MABS · 01/07/2012 16:28

Hi Hairy - I would be very interested in a summercamp thing too :)

Galena · 01/07/2012 17:11

We've never had an MRI - but DD is pretty obviously affected in a typical SD way!

As regards summer camp, have you investigated the Calvert Trust? We have never been to Calvert Trust itself, and I'm not sure if there is a minimum age, but have twice stayed in a cottage very close to the Exmoor one and they have fantastic facilities for even severely disabled children/young people. In fact - in one of the recent 'Something Special' episodes, they were doing rockclimbing, carriage driving and wheelchair abseiling - that was filmed at Wistlandpound. I know they take families and groups (I'll investigate minimum ages, access for non-disabled siblings and costs, if you want and it's something we could look at as a group in the future.)

Galena · 01/07/2012 17:16

Meant to add, I had a bit of a chuckle today - we bought Wii Fit Plus today and I was trying it out. DD wanted to try so I set her up a Mii and she tried it. When she did the 'balance test' it said afterwards 'Your balance seems very poor, do you trip over often when walking?' I laughed a lot!

MABS · 01/07/2012 17:57

Really interesting re calvert Smile

disguisedeb · 01/07/2012 20:18

Thanks for bumping this Madwoman

Newbie here, ds3 aged 4 diagnosed with hemiplegia last Monday after going round the houses with various consultants etc... Last orthopaedic surgeon had just said that his walking would get better with peer pressure Hmm I know hemiplegia is only mild but still a shock. Just got the MRI appointment through for Friday 13th July, great date eh? Any support gratefully appreciated.It's a quick appointment , I was expecting a longer wait. How long do you usually have to wait for results?

chatee · 01/07/2012 20:30

Not been around for a while, hope everyone is doing ok especially young mr hairy mclary..... Love the wii fit story Galena...
a positive tale to tell(but will defo out me to anyone local) but my dd - yes the one with cp has just returned from a wonderful school trip (so what i hear you all say) but the trip was to France! and she loved it....
oh but it has highlighted the differences to having a 'nt' child as we had soooooo
much spare time when we would normally be doing things for dd, but I must admit to having the feeling of ' a kid on christmas eve' on the day she was due home and was positively excited when we received the nearly home(an hour away) phone call.
Has anyone heard of Bendrigg Lodge in Cumbria? that is a specialist centre with outdoor pursuits for people/children with disabilities and can be hired out to groups too
well off to continue with the 'mountain' of ironing

madwomanintheattic · 01/07/2012 21:06

Hi deb!

Couple of weeks, usually, but quite often they like to do it face to face, so at next appointment. I would ask if poss for neuro debrief, though? They are often so much more knowledgeable than comm paeds...

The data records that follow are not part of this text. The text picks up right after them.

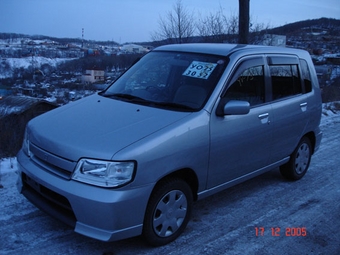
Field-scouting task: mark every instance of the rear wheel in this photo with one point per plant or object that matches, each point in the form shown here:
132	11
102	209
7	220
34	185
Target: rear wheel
299	161
168	212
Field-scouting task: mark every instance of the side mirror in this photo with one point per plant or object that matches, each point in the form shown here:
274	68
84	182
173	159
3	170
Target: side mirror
233	107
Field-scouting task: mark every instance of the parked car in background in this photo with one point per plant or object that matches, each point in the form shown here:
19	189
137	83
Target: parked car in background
184	122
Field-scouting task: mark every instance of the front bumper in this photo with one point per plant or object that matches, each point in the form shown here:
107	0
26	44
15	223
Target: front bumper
99	213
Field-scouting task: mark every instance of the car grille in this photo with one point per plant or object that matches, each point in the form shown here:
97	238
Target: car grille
52	163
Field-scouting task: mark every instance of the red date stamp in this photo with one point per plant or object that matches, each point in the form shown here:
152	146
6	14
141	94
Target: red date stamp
276	231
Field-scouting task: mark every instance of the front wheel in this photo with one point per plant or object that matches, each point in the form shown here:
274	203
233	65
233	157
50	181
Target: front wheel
168	212
299	161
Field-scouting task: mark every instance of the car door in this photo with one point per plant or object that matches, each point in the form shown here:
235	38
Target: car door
289	105
241	144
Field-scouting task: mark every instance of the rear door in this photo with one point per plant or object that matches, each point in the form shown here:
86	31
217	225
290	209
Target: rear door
241	144
289	105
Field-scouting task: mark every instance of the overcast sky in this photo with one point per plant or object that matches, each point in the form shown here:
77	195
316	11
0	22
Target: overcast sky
135	20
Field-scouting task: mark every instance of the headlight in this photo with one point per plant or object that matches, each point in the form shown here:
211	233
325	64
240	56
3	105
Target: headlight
104	173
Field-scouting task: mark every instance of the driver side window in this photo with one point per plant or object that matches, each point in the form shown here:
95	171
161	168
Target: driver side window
249	86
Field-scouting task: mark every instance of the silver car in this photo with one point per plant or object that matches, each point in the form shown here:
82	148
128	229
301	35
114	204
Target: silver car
184	122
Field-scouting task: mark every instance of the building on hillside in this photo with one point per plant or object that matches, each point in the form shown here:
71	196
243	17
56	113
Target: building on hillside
15	112
4	91
93	75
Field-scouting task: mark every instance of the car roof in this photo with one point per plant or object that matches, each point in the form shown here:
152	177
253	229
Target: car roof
224	49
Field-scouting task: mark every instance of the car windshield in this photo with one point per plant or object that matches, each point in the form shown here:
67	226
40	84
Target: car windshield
172	80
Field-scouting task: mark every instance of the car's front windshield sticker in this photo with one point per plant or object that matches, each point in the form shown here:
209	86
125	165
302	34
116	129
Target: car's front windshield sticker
200	70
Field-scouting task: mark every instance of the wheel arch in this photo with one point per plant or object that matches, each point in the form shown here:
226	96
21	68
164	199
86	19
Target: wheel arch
186	174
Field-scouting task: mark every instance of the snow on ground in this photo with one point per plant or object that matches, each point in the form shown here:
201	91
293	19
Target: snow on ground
26	62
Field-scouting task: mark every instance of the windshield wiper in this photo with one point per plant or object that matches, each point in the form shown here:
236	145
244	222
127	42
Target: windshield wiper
126	97
175	106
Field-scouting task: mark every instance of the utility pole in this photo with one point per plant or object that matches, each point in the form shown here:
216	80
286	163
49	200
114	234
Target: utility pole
243	22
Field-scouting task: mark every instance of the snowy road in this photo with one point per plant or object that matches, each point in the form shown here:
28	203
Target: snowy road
266	215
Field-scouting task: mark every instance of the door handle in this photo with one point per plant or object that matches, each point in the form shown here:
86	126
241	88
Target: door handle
303	106
263	115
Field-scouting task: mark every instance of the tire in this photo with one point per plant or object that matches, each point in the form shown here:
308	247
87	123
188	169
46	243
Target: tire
299	161
168	212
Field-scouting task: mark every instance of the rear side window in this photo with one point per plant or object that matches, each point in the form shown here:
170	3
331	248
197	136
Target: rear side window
249	86
285	80
305	73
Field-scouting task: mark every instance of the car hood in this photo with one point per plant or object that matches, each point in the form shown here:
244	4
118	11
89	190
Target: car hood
97	127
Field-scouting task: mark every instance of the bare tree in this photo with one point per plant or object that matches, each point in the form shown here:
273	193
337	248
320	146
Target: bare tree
177	26
244	7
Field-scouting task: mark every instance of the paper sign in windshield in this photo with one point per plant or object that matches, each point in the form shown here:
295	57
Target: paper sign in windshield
200	70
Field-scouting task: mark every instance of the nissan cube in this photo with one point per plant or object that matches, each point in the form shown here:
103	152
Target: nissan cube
184	122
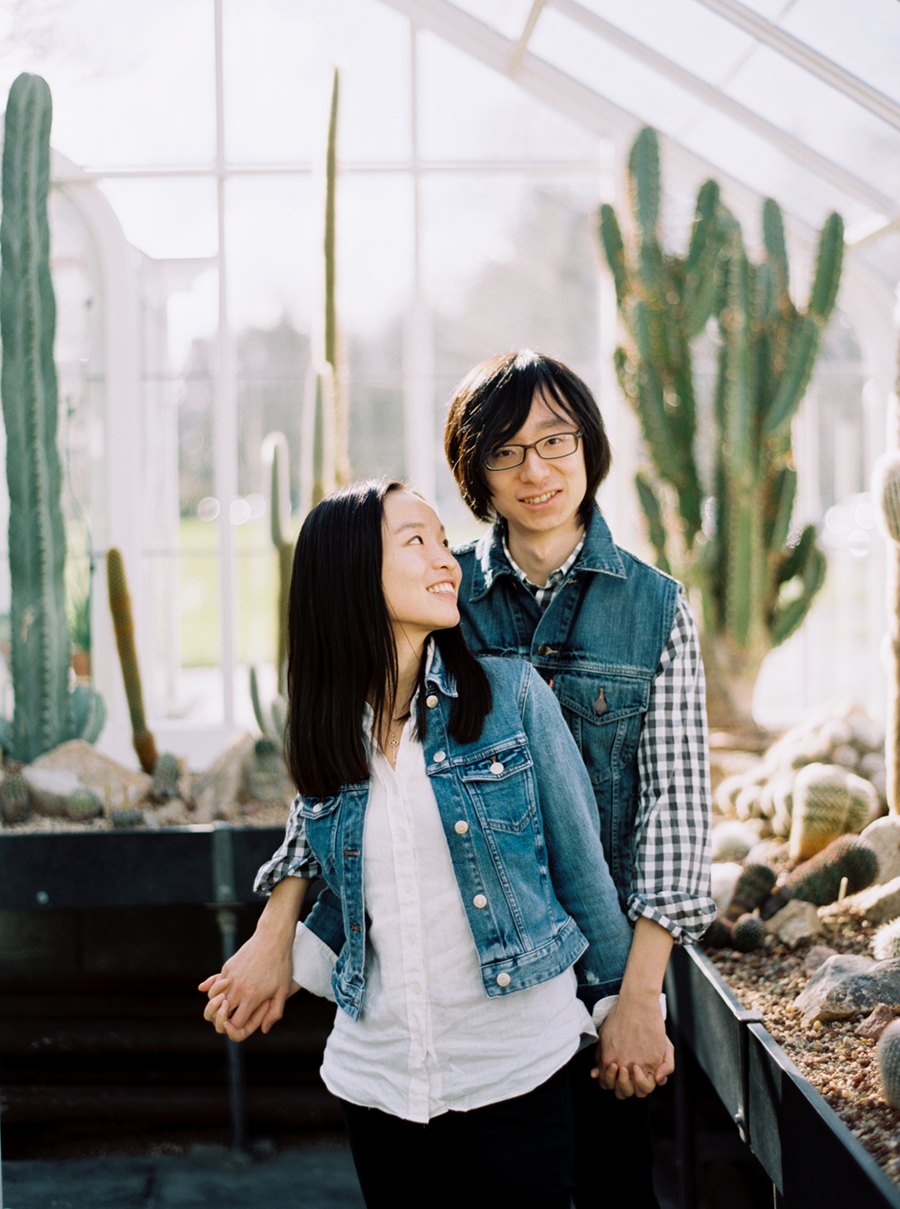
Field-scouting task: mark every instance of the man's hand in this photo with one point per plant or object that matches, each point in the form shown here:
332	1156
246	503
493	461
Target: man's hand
634	1054
252	987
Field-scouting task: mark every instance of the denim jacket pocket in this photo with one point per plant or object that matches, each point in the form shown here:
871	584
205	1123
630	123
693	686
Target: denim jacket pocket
501	785
604	711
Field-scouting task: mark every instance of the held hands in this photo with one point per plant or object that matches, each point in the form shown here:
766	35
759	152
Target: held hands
251	989
633	1054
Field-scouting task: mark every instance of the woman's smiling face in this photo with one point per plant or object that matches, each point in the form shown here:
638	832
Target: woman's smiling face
419	574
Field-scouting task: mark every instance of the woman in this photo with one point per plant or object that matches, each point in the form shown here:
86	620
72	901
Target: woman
444	802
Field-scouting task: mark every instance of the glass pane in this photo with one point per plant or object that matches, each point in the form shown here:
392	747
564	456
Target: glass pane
278	62
469	113
132	84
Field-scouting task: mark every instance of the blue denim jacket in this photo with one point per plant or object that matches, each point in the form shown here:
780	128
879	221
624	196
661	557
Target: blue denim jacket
598	645
531	848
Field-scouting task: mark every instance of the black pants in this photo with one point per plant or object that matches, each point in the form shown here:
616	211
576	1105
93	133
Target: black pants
512	1155
613	1146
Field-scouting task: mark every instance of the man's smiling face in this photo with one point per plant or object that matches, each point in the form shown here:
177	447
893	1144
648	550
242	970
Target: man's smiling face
541	496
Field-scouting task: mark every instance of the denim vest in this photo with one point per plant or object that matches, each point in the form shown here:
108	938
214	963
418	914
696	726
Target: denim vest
523	837
598	646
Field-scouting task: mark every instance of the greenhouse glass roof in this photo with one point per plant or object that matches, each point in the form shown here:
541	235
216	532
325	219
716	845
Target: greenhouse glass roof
796	99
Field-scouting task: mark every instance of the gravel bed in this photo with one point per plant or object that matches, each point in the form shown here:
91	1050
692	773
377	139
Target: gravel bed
838	1064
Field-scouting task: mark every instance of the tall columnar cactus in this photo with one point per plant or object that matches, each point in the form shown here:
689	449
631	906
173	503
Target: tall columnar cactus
887	492
123	626
719	508
46	713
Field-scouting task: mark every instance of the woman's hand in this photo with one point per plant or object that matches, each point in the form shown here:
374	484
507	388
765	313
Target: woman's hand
251	989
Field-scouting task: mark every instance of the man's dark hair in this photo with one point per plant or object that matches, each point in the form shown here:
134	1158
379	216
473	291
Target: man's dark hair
491	404
341	646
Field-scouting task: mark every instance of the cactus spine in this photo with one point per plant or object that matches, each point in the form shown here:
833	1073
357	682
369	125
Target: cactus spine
756	579
123	626
44	716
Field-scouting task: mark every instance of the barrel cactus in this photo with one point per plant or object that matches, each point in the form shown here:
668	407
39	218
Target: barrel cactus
886	942
818	880
45	712
828	802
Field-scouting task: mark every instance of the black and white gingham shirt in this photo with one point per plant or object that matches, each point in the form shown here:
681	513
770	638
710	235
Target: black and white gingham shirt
673	821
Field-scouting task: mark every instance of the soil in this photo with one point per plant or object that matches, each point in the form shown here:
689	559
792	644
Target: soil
840	1064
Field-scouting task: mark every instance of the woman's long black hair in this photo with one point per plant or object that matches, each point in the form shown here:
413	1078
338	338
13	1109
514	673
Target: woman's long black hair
341	646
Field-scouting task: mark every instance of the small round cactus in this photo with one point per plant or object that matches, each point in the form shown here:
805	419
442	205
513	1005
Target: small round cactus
888	1054
818	880
748	933
886	942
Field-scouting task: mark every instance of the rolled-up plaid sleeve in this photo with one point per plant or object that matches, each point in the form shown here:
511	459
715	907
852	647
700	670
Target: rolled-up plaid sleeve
294	858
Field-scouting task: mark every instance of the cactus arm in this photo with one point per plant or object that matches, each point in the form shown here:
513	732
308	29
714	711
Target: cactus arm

sneezecakesmum · 02/07/2012 20:08

Hello deb. Hope the MRI goes ok, its not a bad test and most kids are ok with oral sedation. The diagnosis always comes as a shock even when you expect it, but hemiplegia is usually not too bad for the child and there is a support group called Hemihelp, who have DVDs etc with exercises etc.

Also have more faith in neurology specialists, so take a list of questions with you as your mind always goes blank!